Sunday, October 20, 2013

Underrated: B.o.B (475 words)

B.o.B, has become one of the country's biggest pop superstars. With songs in his past that included Bruno Mars and Eminem, his success was pretty much inevitable. The debut album, B.o.B Presents: The Adventures of Bobby Ray, went on to sell over 500,000 copies with its singles exceeding over 8 million in sales.

However, what really cemented him into the limelight was the quadruple-platinum smash, "Airplanes," featuring Paramore's Hayley Williams. The song was unavoidable, and even when its buzz died down, B.o.B's didn't. That fall, he dropped the critically acclaimed mixtape, No Genre, as well as another the following year, E.P.I.C.; the mixtapes showed a promising direction for B.o.B's follow-up to Adventures. The result, Strange Clouds, will easily rake in the awards like its predecessor, but hardly for the reasons that made B.o.B worth being excited about to begin with.

Album opener "Bombs Away" starts off brilliantly with a Morgan Freeman intro, but that's all the track has going for it as it fails to capitalize on its beginning with any sort of similar excitement. Even the record's first single and title song strays away from what B.o.B normally offers with its awkward dubstep elements, a boring chorus, and a forced Lil Wayne cameo.
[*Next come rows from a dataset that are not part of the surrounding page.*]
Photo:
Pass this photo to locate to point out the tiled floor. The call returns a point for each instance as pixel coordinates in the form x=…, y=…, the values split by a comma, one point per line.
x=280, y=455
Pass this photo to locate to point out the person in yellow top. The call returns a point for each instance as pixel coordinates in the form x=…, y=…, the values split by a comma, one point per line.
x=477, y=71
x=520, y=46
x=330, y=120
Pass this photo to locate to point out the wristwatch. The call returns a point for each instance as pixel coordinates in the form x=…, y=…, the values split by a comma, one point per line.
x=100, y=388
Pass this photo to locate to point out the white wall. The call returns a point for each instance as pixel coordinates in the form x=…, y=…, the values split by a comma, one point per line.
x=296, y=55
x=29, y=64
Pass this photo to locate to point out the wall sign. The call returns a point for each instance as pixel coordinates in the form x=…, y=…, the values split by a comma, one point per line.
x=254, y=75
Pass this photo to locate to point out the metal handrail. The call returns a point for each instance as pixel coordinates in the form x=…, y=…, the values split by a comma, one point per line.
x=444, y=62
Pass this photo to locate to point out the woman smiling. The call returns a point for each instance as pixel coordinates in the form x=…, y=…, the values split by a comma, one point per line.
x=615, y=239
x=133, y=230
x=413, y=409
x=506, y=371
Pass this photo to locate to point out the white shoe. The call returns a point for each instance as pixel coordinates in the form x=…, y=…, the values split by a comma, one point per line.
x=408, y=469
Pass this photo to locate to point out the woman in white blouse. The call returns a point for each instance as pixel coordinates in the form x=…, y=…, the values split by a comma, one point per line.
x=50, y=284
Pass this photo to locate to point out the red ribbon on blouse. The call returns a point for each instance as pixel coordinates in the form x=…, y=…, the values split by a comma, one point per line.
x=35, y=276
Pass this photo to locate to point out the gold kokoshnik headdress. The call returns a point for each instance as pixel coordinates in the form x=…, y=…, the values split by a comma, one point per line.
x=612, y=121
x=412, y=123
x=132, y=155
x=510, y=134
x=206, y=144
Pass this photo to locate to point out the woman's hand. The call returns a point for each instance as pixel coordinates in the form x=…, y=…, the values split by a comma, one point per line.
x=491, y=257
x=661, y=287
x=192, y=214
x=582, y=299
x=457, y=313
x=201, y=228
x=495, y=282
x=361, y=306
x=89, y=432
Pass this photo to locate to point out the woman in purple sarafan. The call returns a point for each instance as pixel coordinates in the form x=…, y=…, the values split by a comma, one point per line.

Strange Clouds continues to take more risks with Nicki Minaj bringing her batshit insanity in the worst ways to the frantic upbeat "Out of My Mind," but Taylor Swift comes in with the knockout on the mid-tempo ballad "Both of Us" -- a track that will easily crush the success of "Airplanes" on the charts. Additionally, other flaws exist within the record vocally as they don't feel nearly as explosive as they have in the past. The one constant that B.o.B has managed to maintain on not only this album, but throughout his entire career, is the production. Dr. Luke, Cirkut, and Ryan Tedder are among the plethora of producers that lay down their touch on select numbers, and it's a nice distraction when the songs don't live up to its highest substance. The only problem is ... that occurs way too often


The flow of Strange Clouds tends to vary between songs that are helping make the album great ("So Good," "Arena," "So Hard to Breathe"), and then the ones that keep pushing it down the route of a sophomore slump ("Ray Bands," "Just a Sign," "Play for Keeps"). Right when there's about to be a trend of some consistency, it ends up falling short. The charm within 2010's Adventures took place in the fact that whatever B.o.B was doing on it -- whether it was a ballad, club banger, or just blending a bunch of genres in one -- it seemed to be done effortlessly. With Strange Clouds, the vision just seems blurry, and hopefully he can recapture the magic on a future record.